Jiminle beraber okulun koridorundan çıkışa doğru yürürken tıpkı onun gibi söylenmiştim. Koridordan geçerken bakışlarım etrafa kaymış, herkesin gruplar halinde toplanmış, bugünkü kavgayı konuştuğunu anlamıştım. Hatta çoğu kızlar Taehyungun ne kadar havalı olduğunu falan söylüyordu.

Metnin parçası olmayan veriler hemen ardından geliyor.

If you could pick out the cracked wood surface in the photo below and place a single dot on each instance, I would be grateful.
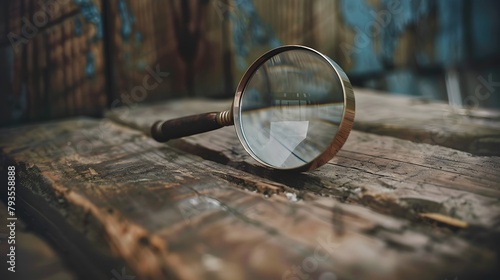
(200, 208)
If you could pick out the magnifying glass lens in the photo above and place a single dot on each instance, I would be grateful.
(293, 110)
(290, 108)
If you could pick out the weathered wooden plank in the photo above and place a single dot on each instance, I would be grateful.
(417, 120)
(426, 122)
(395, 172)
(170, 214)
(34, 257)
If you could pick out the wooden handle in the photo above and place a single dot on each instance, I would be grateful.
(186, 126)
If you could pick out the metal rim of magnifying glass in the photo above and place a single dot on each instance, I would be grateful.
(347, 114)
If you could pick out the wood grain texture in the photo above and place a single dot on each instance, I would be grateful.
(31, 251)
(428, 122)
(200, 208)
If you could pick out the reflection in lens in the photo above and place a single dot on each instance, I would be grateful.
(291, 109)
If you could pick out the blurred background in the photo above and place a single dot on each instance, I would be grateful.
(62, 58)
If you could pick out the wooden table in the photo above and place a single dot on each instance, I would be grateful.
(117, 204)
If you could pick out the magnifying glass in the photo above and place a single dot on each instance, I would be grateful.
(293, 110)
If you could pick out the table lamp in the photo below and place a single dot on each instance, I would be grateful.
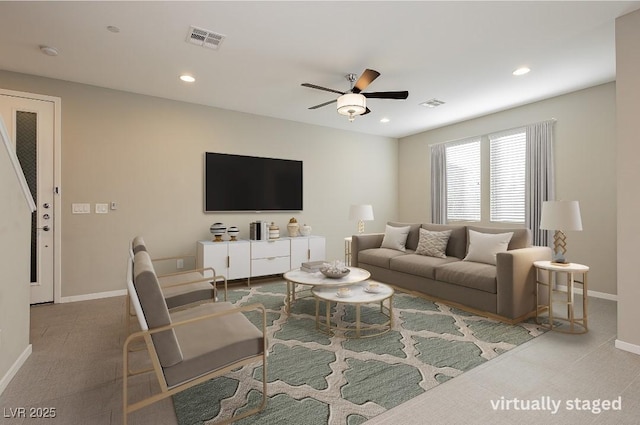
(560, 216)
(361, 213)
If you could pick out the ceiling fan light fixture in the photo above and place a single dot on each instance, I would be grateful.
(352, 104)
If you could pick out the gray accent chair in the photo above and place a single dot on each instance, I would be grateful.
(189, 346)
(182, 289)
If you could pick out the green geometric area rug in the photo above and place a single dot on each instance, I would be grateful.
(314, 378)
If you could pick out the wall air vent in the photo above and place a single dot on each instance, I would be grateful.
(204, 38)
(432, 103)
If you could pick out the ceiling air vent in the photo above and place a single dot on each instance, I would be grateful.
(204, 38)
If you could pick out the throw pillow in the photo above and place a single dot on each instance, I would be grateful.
(483, 247)
(433, 244)
(395, 237)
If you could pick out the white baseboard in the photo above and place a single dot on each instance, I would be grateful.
(95, 296)
(15, 367)
(632, 348)
(594, 294)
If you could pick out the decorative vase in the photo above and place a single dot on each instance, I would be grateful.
(233, 232)
(305, 230)
(217, 230)
(274, 231)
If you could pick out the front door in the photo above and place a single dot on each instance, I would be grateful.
(30, 123)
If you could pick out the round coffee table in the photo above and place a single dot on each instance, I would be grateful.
(359, 294)
(317, 279)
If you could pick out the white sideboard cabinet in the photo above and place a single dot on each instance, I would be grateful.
(244, 259)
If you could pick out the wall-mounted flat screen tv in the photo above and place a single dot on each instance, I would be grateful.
(251, 183)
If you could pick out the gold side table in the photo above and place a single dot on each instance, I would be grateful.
(577, 325)
(347, 251)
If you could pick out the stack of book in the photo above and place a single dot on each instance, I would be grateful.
(312, 266)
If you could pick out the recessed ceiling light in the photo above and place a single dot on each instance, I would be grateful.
(49, 51)
(432, 103)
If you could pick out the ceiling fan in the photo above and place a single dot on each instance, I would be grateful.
(354, 102)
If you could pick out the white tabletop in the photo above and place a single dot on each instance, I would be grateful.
(567, 267)
(318, 279)
(358, 293)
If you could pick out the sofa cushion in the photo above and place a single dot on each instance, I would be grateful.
(155, 309)
(469, 274)
(521, 237)
(483, 247)
(433, 244)
(457, 244)
(395, 237)
(414, 233)
(380, 257)
(419, 265)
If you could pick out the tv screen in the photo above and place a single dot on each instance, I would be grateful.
(250, 183)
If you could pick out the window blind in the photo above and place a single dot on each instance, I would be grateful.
(463, 180)
(507, 176)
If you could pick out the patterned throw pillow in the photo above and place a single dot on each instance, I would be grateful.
(395, 237)
(433, 244)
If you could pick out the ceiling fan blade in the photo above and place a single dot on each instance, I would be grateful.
(313, 86)
(324, 104)
(365, 79)
(387, 95)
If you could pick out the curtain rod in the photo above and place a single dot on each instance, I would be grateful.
(498, 131)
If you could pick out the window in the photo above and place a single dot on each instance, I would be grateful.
(507, 176)
(463, 180)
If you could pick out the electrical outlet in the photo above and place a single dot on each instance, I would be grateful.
(102, 208)
(80, 208)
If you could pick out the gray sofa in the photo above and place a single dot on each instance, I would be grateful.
(506, 289)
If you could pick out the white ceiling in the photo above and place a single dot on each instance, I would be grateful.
(460, 52)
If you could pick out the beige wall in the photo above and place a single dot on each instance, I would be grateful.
(146, 154)
(15, 251)
(628, 148)
(585, 169)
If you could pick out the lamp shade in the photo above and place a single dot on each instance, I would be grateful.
(361, 212)
(352, 104)
(561, 215)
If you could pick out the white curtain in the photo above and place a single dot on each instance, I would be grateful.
(540, 178)
(439, 183)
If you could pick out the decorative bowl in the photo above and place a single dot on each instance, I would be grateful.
(334, 273)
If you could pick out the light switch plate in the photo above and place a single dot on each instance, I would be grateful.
(102, 208)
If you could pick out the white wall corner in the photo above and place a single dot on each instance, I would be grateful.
(625, 346)
(4, 382)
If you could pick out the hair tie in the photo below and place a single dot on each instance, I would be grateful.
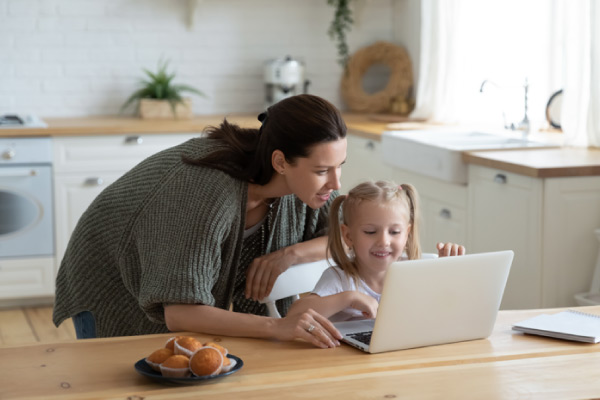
(263, 116)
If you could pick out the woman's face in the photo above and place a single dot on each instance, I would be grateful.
(313, 178)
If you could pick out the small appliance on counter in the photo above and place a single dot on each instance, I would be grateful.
(21, 121)
(284, 77)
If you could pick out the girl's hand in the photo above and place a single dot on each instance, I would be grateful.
(309, 326)
(364, 303)
(450, 249)
(263, 272)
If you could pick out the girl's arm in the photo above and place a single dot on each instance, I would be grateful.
(216, 321)
(264, 270)
(332, 304)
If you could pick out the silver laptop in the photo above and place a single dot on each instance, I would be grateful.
(434, 301)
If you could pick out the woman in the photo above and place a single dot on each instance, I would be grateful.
(192, 237)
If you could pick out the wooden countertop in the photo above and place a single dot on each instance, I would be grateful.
(541, 163)
(506, 365)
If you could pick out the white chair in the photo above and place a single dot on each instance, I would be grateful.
(592, 298)
(298, 279)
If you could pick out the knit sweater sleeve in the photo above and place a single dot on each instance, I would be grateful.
(188, 239)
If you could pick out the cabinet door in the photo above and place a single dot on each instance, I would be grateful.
(571, 215)
(444, 222)
(29, 277)
(73, 194)
(109, 152)
(363, 162)
(506, 214)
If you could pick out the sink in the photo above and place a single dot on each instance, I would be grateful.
(438, 153)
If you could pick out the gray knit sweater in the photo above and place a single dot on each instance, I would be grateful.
(166, 232)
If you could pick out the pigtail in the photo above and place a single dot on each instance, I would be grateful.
(335, 244)
(413, 244)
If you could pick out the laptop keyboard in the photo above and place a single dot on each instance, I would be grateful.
(363, 337)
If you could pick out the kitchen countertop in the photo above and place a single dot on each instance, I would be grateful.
(541, 163)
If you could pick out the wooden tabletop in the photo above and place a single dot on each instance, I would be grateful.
(506, 365)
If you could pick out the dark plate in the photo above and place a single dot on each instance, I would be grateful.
(144, 369)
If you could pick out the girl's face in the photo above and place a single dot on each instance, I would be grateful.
(313, 178)
(377, 233)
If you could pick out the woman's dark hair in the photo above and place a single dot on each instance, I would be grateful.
(293, 125)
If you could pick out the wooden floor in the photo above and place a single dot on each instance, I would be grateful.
(31, 325)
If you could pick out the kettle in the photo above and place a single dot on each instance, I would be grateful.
(284, 77)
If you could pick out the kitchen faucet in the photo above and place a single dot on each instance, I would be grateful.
(524, 125)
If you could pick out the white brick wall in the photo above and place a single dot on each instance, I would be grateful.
(84, 57)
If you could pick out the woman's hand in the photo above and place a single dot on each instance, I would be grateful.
(450, 249)
(263, 272)
(309, 326)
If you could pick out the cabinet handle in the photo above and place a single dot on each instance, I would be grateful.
(500, 178)
(93, 182)
(445, 213)
(134, 140)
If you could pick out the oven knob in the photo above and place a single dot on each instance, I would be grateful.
(9, 154)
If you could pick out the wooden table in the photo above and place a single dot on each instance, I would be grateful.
(506, 365)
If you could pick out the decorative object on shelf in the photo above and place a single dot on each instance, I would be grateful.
(341, 24)
(396, 97)
(159, 98)
(553, 109)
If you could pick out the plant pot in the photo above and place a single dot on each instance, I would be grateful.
(161, 109)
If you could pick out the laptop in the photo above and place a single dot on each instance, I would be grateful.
(434, 301)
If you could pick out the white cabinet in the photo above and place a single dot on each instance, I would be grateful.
(549, 224)
(85, 165)
(443, 209)
(27, 277)
(363, 162)
(506, 214)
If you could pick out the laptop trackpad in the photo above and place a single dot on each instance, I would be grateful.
(348, 327)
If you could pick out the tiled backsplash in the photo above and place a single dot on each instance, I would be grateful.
(76, 57)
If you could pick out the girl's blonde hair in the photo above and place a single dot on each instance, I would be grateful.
(383, 192)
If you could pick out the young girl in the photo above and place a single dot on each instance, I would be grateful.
(379, 225)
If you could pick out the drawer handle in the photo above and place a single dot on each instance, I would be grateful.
(445, 213)
(93, 182)
(134, 140)
(500, 178)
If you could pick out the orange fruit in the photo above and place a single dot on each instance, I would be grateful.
(206, 361)
(176, 366)
(158, 357)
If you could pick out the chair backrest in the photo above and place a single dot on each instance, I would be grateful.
(298, 279)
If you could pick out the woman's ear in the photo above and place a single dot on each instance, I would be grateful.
(278, 161)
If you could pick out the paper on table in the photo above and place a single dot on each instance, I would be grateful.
(569, 325)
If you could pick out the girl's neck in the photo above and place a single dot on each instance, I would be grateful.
(373, 280)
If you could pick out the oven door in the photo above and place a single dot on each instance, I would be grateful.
(26, 211)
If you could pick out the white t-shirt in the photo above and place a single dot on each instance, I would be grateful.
(334, 281)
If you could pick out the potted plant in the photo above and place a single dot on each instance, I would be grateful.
(159, 98)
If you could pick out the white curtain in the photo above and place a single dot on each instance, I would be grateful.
(553, 44)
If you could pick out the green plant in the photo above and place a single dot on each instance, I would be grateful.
(159, 86)
(341, 24)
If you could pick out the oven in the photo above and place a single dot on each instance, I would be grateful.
(26, 210)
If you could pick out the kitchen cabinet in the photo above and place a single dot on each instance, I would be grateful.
(27, 277)
(85, 165)
(548, 222)
(363, 162)
(443, 209)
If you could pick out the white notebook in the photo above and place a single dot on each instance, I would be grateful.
(569, 325)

Sonunda büyük kapıdan çıkıp bahçede Jiminle beraber yürümeye başlamıştık.
"Selam Jungkookie!"
Biranda önümüze çıkan Soojunla Jimin ufak çaplı kalp krizi geçirirken gülüşümü bastıramamıştım. "Ya aptal mısın sen! Ne diye biranda önümüze çıkıyorsun?!" Eli kalbinde, söylenen Jiminle Soojuna döndüm. Zaten bende olan bakışlarıyla sorgularcasına yüzüne baktım.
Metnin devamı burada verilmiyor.